Since 1997, staff from the Swansea Centre for Health Economics (SCHE) have been researching the economics of pain and pain management, and their research into this topic has been supported through funding from agencies such as: the National Institute for Health Research, Department of Work, Wales Centre for Health, Medical Research Council and Pensions, Welsh Government and pharmaceutical companies.
This programme arose initially from research which investigated the impact of major side effects caused when treating pain with non-steroidal inflammatory drugs. The findings showed that for every patient prescribed this type of drug, the subsequent additional cost to the UK NHS in managing the side effects amounted to £48, and with prescribing of these medicines costing around £220 million at the time, the additional cost of managing these side effects was an additional £180-£380 million. The scope of their work widened in later years to include the workplace, with one study assessing the costs and benefits of physiotherapy on work retention and return to work rates. The scheme demonstrated significant reductions in sickness absence and improvements in work-related performance; significant reduction in the use of healthcare resources; significant improvements in the conditions of employees with musculoskeletal problems and significant improvements in quality of life.
The methods developed in assessing the full range of costs and benefits (including the adverse events) of pain management have been subsequently applied, with funding from a number of sources, to other conditions and healthcare interventions – including cancer, dentistry, multiple sclerosis, public health and wound management. These have led to direct impacts on policy, practice and therapeutic developments in each area.
Increasing the awareness within the political community of the societal burden of pain
The findings have also raised the political awareness of pain and its management. Presentations at the Parliamentary Health Group in 2003 and 2004 (House of Commons) were instrumental in the formation of the Chronic Pain Coalition - a forum established in 2006 to unite patients, professionals and parliamentarians in a mission to develop an improved strategy for the prevention, treatment and management of chronic pain and its associated conditions.
Staff from SCHE have also presented at international meetings in Brussels and Copenhagen where European politicians and policy makers were informed of the impact of pain on society and the need for concerted action to alleviate its effects on individuals and societies.
Stimulating pharmaceutical companies to develop new pain therapeutic agents and refocus patient management
The work has also been highly instrumental in demonstrating the economic benefits of new therapies that can contribute to more effective patient management, leading to their development and use in clinical practice. Findings from the research programmes have contributed to the development of NICE guidance for employers, NHS and other professionals and managers involved in the management of long-term sickness absence and incapacity, while clinical update sessions for medical professionals have been provided, including the Royal College of Anaesthetists and Royal College of General Practitioners.
The work was also a key component in assessing the need for a national occupational health service for Wales, and the basis for Fit for Work pilots – a major component of the UK government’s policy of welfare reform.

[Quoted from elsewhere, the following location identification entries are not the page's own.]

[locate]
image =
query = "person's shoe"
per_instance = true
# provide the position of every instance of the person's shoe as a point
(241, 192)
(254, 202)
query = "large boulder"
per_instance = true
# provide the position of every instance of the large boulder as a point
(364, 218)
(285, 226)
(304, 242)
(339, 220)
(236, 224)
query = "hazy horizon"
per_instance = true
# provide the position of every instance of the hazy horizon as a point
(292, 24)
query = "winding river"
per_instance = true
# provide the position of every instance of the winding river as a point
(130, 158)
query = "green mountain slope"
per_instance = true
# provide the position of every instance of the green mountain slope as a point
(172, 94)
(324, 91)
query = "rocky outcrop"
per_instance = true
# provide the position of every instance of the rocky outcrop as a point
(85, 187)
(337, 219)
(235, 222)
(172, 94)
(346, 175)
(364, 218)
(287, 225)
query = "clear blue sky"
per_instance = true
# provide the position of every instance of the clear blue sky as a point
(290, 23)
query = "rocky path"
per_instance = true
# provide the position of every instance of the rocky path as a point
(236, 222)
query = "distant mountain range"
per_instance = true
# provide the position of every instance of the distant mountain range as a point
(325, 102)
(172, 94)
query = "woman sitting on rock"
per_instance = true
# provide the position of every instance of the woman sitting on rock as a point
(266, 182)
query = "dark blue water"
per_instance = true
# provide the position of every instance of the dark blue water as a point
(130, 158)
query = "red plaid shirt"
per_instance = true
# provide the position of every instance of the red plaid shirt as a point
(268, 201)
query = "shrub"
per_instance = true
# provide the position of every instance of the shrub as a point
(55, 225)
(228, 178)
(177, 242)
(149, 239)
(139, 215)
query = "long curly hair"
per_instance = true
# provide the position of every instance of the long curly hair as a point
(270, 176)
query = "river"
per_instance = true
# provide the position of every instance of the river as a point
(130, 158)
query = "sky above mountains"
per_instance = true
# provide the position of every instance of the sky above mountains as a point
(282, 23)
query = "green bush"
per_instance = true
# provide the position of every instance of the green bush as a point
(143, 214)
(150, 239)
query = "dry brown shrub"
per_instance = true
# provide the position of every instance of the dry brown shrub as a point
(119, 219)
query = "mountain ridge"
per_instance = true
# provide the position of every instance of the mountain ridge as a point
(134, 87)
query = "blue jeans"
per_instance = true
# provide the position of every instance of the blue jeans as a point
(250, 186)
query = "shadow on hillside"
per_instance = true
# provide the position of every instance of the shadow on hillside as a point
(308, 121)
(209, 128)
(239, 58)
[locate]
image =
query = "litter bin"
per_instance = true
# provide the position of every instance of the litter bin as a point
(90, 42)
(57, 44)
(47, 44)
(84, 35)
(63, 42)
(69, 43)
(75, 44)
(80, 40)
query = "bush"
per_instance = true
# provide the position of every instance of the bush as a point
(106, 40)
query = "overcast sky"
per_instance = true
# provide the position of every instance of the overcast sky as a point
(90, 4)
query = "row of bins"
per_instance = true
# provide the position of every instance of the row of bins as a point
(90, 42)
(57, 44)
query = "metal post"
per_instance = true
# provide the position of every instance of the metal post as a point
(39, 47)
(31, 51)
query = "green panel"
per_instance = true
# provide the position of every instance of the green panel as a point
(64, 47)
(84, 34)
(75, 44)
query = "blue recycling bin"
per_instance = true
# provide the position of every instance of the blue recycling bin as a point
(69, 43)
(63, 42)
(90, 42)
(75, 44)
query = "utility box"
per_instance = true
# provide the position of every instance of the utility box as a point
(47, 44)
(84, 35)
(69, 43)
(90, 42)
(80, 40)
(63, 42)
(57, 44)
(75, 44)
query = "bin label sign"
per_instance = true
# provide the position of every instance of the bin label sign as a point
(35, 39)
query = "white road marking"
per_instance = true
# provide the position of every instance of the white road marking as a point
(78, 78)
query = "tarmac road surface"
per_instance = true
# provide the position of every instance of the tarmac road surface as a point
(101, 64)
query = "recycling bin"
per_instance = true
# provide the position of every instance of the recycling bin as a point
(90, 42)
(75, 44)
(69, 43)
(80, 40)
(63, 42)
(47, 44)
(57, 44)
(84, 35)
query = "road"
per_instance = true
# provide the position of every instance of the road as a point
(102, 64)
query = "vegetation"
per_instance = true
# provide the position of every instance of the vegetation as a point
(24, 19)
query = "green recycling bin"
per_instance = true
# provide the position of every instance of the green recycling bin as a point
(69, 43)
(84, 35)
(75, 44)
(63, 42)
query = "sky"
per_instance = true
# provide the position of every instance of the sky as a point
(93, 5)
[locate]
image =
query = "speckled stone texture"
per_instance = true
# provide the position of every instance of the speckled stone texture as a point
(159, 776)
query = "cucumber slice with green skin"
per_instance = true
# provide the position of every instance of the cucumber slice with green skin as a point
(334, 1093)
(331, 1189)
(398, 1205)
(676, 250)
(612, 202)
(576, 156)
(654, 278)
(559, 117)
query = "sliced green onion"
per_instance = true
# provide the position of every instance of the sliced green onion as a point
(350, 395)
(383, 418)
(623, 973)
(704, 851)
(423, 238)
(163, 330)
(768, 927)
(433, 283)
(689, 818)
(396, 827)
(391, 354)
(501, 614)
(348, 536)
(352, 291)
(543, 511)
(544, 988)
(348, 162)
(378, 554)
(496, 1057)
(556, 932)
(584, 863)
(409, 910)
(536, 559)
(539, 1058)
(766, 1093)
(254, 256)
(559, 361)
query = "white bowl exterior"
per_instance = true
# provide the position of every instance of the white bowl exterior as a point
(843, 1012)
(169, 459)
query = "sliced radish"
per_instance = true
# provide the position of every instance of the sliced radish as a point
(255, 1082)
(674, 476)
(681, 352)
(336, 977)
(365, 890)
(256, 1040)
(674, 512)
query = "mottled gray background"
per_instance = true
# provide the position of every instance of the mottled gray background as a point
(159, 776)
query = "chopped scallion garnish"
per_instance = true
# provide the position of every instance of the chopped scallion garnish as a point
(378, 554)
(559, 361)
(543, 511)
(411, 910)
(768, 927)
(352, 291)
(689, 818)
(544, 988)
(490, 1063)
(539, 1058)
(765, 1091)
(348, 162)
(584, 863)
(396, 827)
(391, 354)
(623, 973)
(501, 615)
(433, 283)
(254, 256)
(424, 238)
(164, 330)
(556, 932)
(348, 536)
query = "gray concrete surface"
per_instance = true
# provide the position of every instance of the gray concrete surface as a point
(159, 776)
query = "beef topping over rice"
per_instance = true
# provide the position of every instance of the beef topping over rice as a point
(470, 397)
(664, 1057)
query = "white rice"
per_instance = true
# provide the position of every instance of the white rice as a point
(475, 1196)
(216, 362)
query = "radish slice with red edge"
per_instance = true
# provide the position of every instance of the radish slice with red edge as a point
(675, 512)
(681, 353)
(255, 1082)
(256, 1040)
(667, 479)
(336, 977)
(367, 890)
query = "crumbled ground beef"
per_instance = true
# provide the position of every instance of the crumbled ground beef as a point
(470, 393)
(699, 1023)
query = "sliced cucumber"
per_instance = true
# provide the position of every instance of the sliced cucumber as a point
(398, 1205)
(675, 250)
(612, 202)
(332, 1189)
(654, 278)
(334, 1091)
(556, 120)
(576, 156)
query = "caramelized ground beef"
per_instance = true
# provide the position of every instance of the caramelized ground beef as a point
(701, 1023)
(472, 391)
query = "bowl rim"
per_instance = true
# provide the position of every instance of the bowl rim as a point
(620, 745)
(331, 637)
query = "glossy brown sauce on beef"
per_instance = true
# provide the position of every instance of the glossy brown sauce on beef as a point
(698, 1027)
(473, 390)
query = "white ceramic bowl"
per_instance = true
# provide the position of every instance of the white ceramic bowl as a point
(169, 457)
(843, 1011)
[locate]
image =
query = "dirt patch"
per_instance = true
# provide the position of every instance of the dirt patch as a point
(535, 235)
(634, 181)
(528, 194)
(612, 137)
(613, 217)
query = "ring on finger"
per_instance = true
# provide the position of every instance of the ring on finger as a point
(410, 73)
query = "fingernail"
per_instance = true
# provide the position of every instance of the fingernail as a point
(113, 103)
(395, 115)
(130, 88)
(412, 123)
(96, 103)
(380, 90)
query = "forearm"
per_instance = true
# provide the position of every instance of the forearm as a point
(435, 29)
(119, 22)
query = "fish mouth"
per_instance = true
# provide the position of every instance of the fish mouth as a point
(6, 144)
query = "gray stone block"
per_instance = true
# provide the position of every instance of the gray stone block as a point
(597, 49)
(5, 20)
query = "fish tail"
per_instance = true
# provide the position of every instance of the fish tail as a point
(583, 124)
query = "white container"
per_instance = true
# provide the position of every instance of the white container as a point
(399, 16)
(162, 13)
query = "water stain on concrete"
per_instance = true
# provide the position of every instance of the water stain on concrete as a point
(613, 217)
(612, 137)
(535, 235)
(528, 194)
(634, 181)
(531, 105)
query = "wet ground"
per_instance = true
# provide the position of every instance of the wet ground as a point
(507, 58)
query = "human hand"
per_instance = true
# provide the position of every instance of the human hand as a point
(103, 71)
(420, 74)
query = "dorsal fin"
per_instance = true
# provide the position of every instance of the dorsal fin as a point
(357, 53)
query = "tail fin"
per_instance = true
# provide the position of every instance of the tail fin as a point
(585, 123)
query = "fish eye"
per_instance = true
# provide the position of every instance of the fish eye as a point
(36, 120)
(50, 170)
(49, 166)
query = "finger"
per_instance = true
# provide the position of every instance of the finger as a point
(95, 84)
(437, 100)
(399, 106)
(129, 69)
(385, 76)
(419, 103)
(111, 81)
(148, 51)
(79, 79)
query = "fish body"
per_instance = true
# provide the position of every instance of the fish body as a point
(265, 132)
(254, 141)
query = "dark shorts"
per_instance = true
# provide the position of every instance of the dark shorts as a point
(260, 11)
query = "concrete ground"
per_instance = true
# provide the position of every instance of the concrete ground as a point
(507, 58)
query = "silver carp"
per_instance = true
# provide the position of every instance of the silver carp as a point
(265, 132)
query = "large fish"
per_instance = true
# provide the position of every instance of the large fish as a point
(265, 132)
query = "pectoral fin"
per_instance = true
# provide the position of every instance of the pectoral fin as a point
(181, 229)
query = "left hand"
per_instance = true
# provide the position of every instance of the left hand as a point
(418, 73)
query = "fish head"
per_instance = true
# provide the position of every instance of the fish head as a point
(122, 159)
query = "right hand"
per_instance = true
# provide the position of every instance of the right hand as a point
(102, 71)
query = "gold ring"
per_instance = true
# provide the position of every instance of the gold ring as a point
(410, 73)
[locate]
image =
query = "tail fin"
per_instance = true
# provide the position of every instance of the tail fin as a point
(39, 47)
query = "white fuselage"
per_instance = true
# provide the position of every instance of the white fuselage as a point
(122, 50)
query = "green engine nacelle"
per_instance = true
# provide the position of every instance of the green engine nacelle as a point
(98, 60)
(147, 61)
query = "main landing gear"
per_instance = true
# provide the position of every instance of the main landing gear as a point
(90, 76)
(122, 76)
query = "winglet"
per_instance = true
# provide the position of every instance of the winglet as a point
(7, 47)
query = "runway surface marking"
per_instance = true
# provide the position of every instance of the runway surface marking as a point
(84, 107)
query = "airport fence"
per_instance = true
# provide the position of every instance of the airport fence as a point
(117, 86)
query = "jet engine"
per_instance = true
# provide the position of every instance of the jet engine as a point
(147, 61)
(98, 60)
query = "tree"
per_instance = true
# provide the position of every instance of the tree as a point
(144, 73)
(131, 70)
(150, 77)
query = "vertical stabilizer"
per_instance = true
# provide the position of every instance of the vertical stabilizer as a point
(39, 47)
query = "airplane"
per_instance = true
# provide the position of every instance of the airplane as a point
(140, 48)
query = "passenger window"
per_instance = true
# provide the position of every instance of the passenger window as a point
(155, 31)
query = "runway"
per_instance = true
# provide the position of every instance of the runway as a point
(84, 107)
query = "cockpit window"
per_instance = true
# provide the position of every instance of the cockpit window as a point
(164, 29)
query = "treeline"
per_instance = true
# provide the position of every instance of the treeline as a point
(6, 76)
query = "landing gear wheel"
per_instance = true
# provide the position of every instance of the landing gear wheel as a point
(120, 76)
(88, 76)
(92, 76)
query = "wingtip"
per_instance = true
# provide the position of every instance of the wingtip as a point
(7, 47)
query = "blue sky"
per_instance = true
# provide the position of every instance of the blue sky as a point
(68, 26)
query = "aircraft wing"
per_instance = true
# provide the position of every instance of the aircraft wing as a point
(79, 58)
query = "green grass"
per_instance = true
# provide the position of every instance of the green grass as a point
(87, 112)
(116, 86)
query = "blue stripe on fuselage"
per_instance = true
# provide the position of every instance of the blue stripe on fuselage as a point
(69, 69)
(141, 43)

Enhancing the status of pain and its management in the development of health policy and practice
Research findings have also been widely used to influence policy developments in UK and overseas, such as Canada. For example, the evidence was extensively utilised in the development of the Service Directive and Commissioning Framework of Chronic Pain in 2008 – a key strategic document in establishing and developing pain services in Welsh hospitals. Subsequently, Health Boards have achieved 87% compliance with the actions within this Directive and established greater levels of integration to support more effective pain management.